Department of Mechanical and Aerospace Engineering, Old Dominion University, Norfolk, VA 23529, USA
§
School of Safety Engineering, Chongqing University of Science and Technology, Chongqing 401331, PR China
ABSTRACT: Ion transport in nanofluidic devices and biological ion channels are highly dependent on the local environmental conditions in the electrolyte solution. Many life processes in living systems are in dynamic electrolyte solutions, and many of them are self-oscillated. Tuning ion transport through a nanofluidic diode by the self-oscillating chemical reactions is demonstrated by modelling the electrokinetic ion transport process with a validated continuum model, which includes the time-dependent PoissonNernst-Planck equations for the ionic mass transport of multiple ionic species with both volumetric and surface chemical reactions, and Stokes equations for the flow field.
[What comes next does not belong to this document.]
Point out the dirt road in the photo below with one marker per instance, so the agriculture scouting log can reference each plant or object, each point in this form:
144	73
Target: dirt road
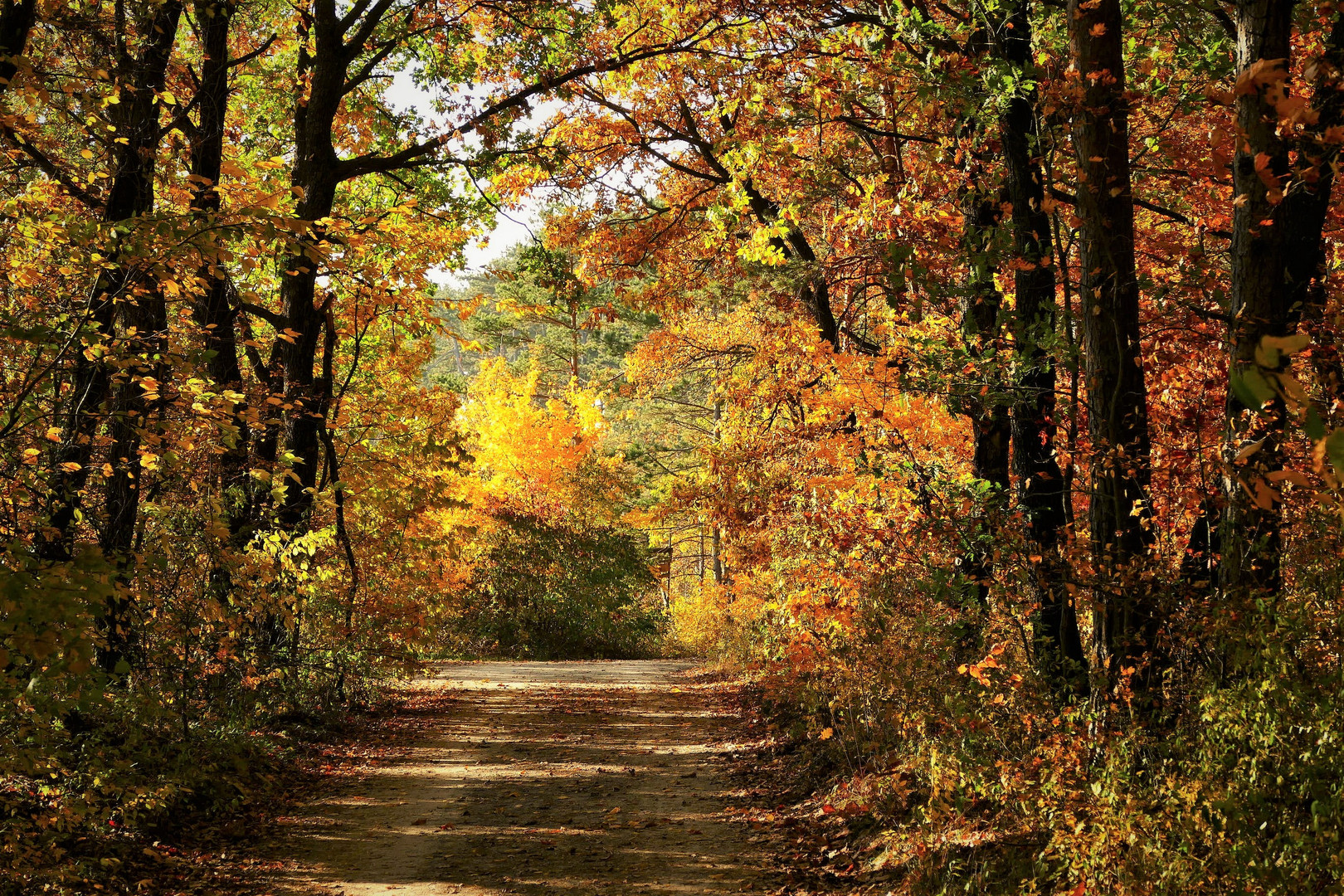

A pH oscillator caused by oscillating chemical reactions (i.e., bromate-sulfite-ferrocyanide system) is added at the tip side of the nanopore to periodically change its surface charge properties, consequently tuning the ion selectivity and ion transport through the nanopore. Results show that both the surface charge density of the nanopore and the electrokinetic ion transport phenomena oscillate simultaneously with the pH oscillation generated by the self-oscillating chemical reactions. The numerical results obtained by our model qualitatively agree with the published experimental observations.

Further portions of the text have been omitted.